Ausgewiesene Fachleute sind beide. Münkler hat über Machiavelli promoviert (Trennung von Politik und Moral wäre damit garantiert, also die Trennung von Geopolitik und Wertebindung). Darauf ließ Herfried eine Habilschrift über Staaatsräson folgen. (Da ist der Titel Programm, und ein Kriegsmann erkennt sofort die Präferenzen.) Münkler hat das bedeutende Werk „Imperien: Die Logik der Weltherrschaft – vom Alten Rom bis zu den Vereinigten Staaten“ verfasst. (Auf S. 249 spricht er von der „Herstellung europäischer Handlungsfähigkeit“ durch „stärkere Hierarchie innerhalb der EU“.) Herfried wiederum hat mit seinem Buch „Die Deutschen und ihre Mythen“ einen Katalog von fürs deutsche Selbstverständnis notwendigen kleinen „Narrativen“ verfasst und bedauert das Fehlen einer mythischen Groß-Narretei, also einer für das heutige Deutschland brauchbaren „Meistererzählung“. Es ist unüberhörbar (Fußscharren, Fingerschnipsen, Hüsteln), dass Herfried sich als den erwarteten Meistererzähler anbietet.
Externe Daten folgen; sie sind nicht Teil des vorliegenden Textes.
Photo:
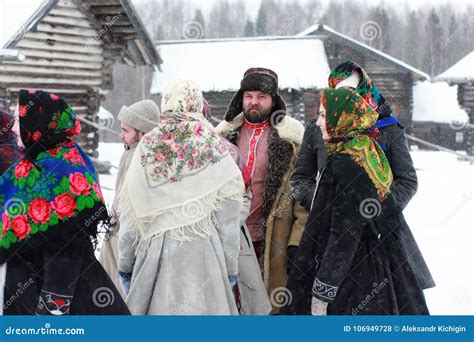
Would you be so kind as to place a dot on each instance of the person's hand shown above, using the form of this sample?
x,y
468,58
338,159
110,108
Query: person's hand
x,y
318,307
290,254
233,280
125,279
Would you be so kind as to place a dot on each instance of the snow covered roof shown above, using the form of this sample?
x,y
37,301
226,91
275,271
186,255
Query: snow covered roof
x,y
17,19
219,64
461,72
324,30
437,102
14,23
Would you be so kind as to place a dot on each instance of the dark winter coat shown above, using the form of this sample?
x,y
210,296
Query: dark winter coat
x,y
9,151
353,260
61,277
313,156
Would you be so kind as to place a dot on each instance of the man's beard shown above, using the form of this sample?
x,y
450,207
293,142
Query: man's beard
x,y
257,114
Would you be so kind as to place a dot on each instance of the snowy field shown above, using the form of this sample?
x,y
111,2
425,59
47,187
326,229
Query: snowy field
x,y
440,216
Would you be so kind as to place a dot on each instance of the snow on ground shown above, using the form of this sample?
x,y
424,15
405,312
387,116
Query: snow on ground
x,y
440,216
437,102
Seine sprachliche Wucht erstaunt immer wieder. Wenn er z. B. von der „Auseinandersetzung mit den leitenden Erzählungen der Vergangenheit, die als Leitplanken für die Zukunftsperspektiven anzusehen sind“, redet, weiß man, da spricht ein Demosthenes, wenn nicht gar der Messias himself.
Am Anfang seines Artikels vermeldet Münkler, dass „der Rückzug der USA aus Europa 1919 als Ursache namentlich für den Aufstieg Hitlers und den Erfolg seiner gegen die Versailler Ordnung gerichteten Revisionspolitik“ anzusehen ist. (Da bekommt der Vogelschiss endlich seine schwammige Konkretisierung!)
Und „Revisionspolitik“? Ist das nicht als Wink mit dem Zaunpfahl auf die rechte Leiplanke für die Zukunftsperspektiven des nationalen Revisionismus in der neuen deutschen Meistererzählung anzusehen?
Und für´s Internationale gibt’s eine weitere Leitplanke: „Die Kriege im Nahen Osten und die aus ihnen resultierenden Flüchtlingsbewegungen, dazu die notorische Instabilität der Staaten an der Europa gegenüberliegenden Mittelmeerküste und das wachsende Erfordernis einer strategischen Einflussnahme auf die Entwicklung in der Sahelzone zeigen, dass diese Zeit des Abwartens nun dringend zu Ende gehen muss. Die Europäer müssen eine Entscheidung treffen.“
Und so trifft alles aufeinander: Machiavelli, Staatsräson, Vakuum, Imperium, Hegemonie, Berlin. Es fehlt Weltherrschaft. – Aber zur Ablenkung und Rechtfertigung: die Sahelzone.